Semantic Clustering: Konrad gave an overview of some of the work he did at Nuance involving semantic and k-means clustering algorithms. He described how the randomness of customer calls, among other variables, makes it difficult to know exactly the appropriate semantic tags one should use in large data sets.

Next meeting will be next Tuesday Nov 29th at 3pm in the Stats Club Office M3 3109.

Compression, physical XORs, and NN clustering!

Today, Samson and Diran gave new twists and applications for their previous topics.

Lossless Dataset Compression: Samson discussed lossless compression of statistical data, capable of shrinking huge datasets (often hundreds of TB) down by orders of magnitude. The goal, instead of trying to file away the data into a smaller footprint than other compressors, is to rather allow the data to still be readily accessible while being compressed.

Encryption, Encore: Diran described a way to transmit secret messages across untrustworthy carriers. Using the previously discussed holomorphic encryption, and splitting the message into multiple planes coupled with random noise, one ensures that no single carrier possessing only some of the planes is able to compute the secret. Rather, decryption requires XORing every plane together, which can in fact be done physically with multiple layers of invisible ink, or a unique way of encoding 1s and 0s that allows the union of dark spots to simulate XORs.

Neural Network Clustering: As part of his “neural network” series, Samson introduced a simple, single-hidden-layer network capable of determining, in a spatially clustered dataset, which cluster (or subset of clusters, “0” or “1”) an arbitrary data point should be marked under. The hidden layer is a Gaussian of the vector distance between a given point and each cluster, such that nearer clusters have greater influence. Finding the optimal weights during training requires only least-squares regression, allowing many data points to be trained at once.

Have you gone mod?: Jimmy offered a counterargument to Lisa’s proposal that sequential numbers, such as user IDs of a website, would yield non-random subsets when their residue (mod a certain number) is taken.

Next meeting will be next Tuesday Nov 22nd at 3pm in the Stats Club Office M3 3109.

Project Discussions, User Ids

Today’s meeting was mostly sharing and discussing project ideas:

Visualization Projects: Konrad is working with housing availability data, and changes in Facebook friendship over time.
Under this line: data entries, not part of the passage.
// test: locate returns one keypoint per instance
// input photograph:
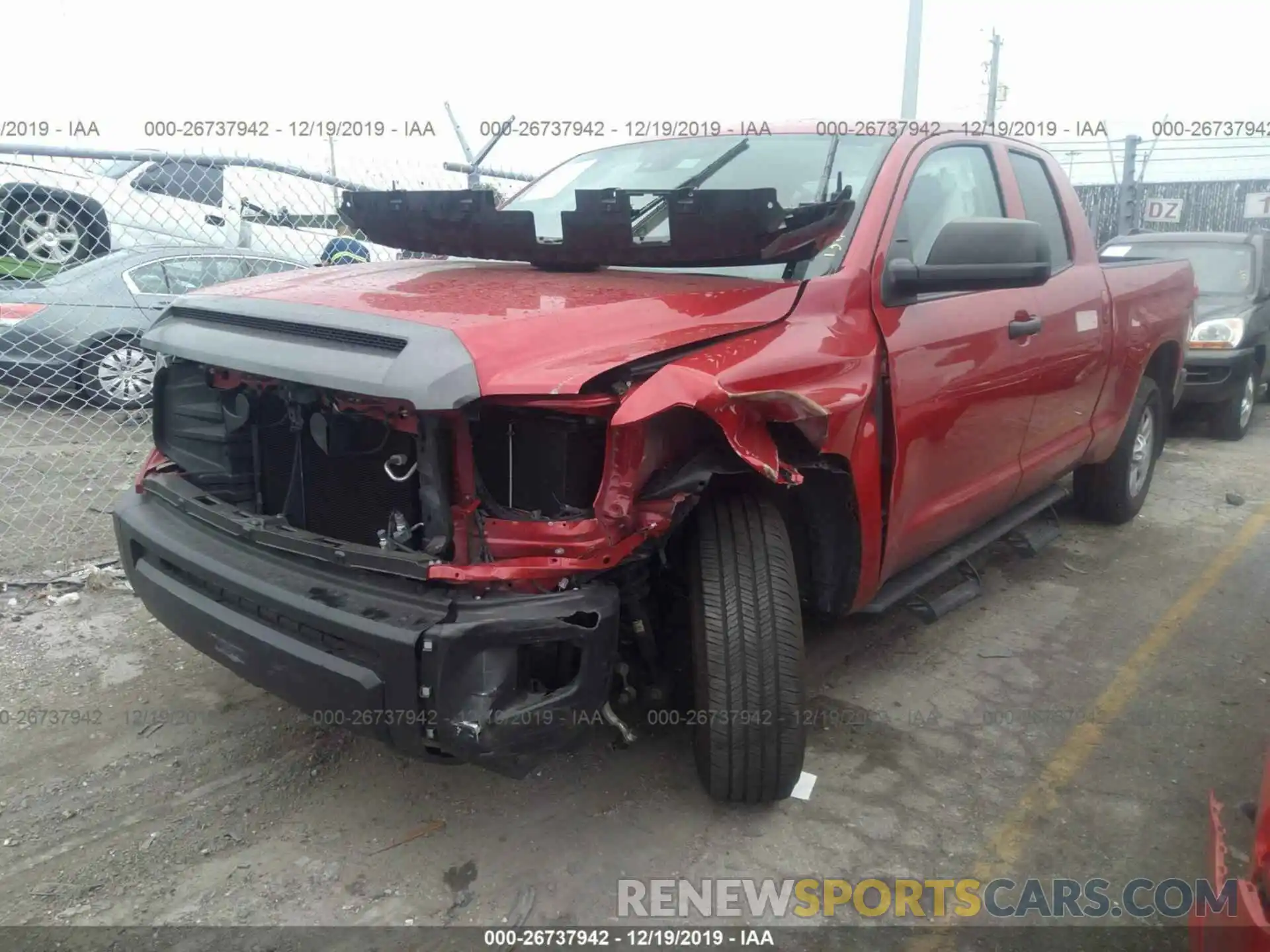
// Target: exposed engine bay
(499, 496)
(374, 473)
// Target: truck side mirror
(974, 254)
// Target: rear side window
(149, 278)
(1040, 205)
(178, 178)
(952, 183)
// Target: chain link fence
(93, 247)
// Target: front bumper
(432, 670)
(1217, 376)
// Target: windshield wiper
(656, 211)
(822, 190)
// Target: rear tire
(747, 651)
(1231, 419)
(1114, 491)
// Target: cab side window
(1040, 205)
(952, 183)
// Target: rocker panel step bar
(916, 576)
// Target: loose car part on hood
(708, 227)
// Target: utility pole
(1127, 201)
(992, 78)
(912, 60)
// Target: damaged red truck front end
(461, 560)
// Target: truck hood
(32, 175)
(461, 329)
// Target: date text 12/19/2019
(630, 938)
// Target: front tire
(50, 233)
(1114, 491)
(117, 375)
(1231, 419)
(747, 651)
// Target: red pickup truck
(653, 411)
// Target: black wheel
(117, 374)
(51, 231)
(747, 651)
(1231, 419)
(1114, 491)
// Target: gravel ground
(62, 466)
(182, 795)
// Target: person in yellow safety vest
(343, 249)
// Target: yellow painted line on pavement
(1007, 842)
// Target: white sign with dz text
(1256, 205)
(1162, 210)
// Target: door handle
(1024, 327)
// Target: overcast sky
(1127, 63)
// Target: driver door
(959, 385)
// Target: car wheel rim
(1143, 451)
(126, 375)
(1246, 401)
(50, 237)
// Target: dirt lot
(937, 752)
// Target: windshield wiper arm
(822, 190)
(656, 211)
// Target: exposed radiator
(346, 498)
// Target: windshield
(794, 165)
(78, 272)
(1221, 268)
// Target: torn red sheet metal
(1242, 924)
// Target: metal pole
(992, 78)
(488, 173)
(1127, 206)
(912, 60)
(334, 190)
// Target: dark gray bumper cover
(323, 347)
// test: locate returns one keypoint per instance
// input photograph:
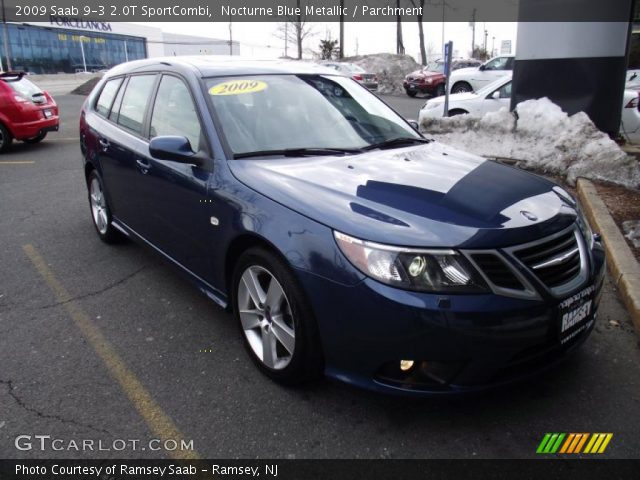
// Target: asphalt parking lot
(102, 343)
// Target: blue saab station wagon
(343, 241)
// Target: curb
(624, 268)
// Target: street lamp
(84, 61)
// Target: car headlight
(433, 270)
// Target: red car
(26, 112)
(431, 79)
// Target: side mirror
(173, 148)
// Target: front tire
(38, 138)
(5, 139)
(100, 212)
(276, 321)
(461, 87)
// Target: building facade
(73, 45)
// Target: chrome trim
(556, 260)
(529, 292)
(572, 284)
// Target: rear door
(171, 195)
(121, 144)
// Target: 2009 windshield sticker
(238, 87)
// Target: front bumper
(474, 341)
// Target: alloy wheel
(98, 206)
(265, 314)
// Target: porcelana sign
(75, 22)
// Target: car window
(174, 112)
(499, 63)
(505, 91)
(23, 87)
(105, 100)
(270, 112)
(134, 102)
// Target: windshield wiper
(298, 152)
(397, 142)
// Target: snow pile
(540, 137)
(632, 231)
(390, 69)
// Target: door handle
(143, 165)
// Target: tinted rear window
(134, 102)
(103, 105)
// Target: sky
(258, 39)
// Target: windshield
(486, 90)
(435, 67)
(276, 112)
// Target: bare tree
(399, 43)
(419, 16)
(295, 30)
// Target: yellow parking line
(157, 420)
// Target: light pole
(5, 38)
(84, 61)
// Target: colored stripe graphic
(573, 443)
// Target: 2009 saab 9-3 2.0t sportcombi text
(342, 239)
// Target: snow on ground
(390, 69)
(540, 137)
(632, 231)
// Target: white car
(488, 99)
(474, 78)
(498, 94)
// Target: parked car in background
(488, 99)
(430, 80)
(359, 74)
(343, 241)
(498, 94)
(26, 112)
(474, 78)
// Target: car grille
(497, 271)
(554, 261)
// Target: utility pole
(5, 38)
(473, 32)
(230, 37)
(286, 39)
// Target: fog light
(406, 365)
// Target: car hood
(455, 97)
(429, 196)
(464, 71)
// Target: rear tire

Twitter Data: Lisa is working on visualizing twitter user growth, and used the data to attempt to show that user ids are not random: although it is easy to do, one should not sample users by the modulo of the user id by some number. [Separate post pending]

News Data: Gobi and Samson talked about their work (and project ideas) clustering news, and methods for using supervised learning when labeled data is difficult to obtain.

Next meeting will be next Tuesday Nov 15th at 3pm in the Stats Club Office M3 3109.

Neural nets, encryption, and more

Today’s meeting was jam packed with everything from neural networks to work in progress on an automated way of doing homework.

Neural Networks: Samson introduced us to neural networks, and how to learn weights of a neural network by backpropogating the errors and using gradient descent. [Separate post pending.]

Homomorphic Encryption: Diran talked about homomorphic encryption, an encryption schema where one can perform operations (such as addition) on the encrypted messages and get meaningful results. With an encryption schema that preserves addition and multiplications, we can do things like linear regression on encrypted data. [Separate post pending.]

AOL Search Dataset: Jee explained the AOL search dataset, a dataset consisting of an anonymized list of users and the terms they searched for on AOL over the span of three months. Previous projects that use this dataset include the query “topic” connection visualization  (type something on the gray area at the top of the page) and a visualization of question queries.

Jimmy also presented on a work in progress: an automatic homework solution generator that outputs latex code for solving a given formula.

Next meeting will be next Tuesday Nov 8th at 3pm in the Stats Club Office M3 3109.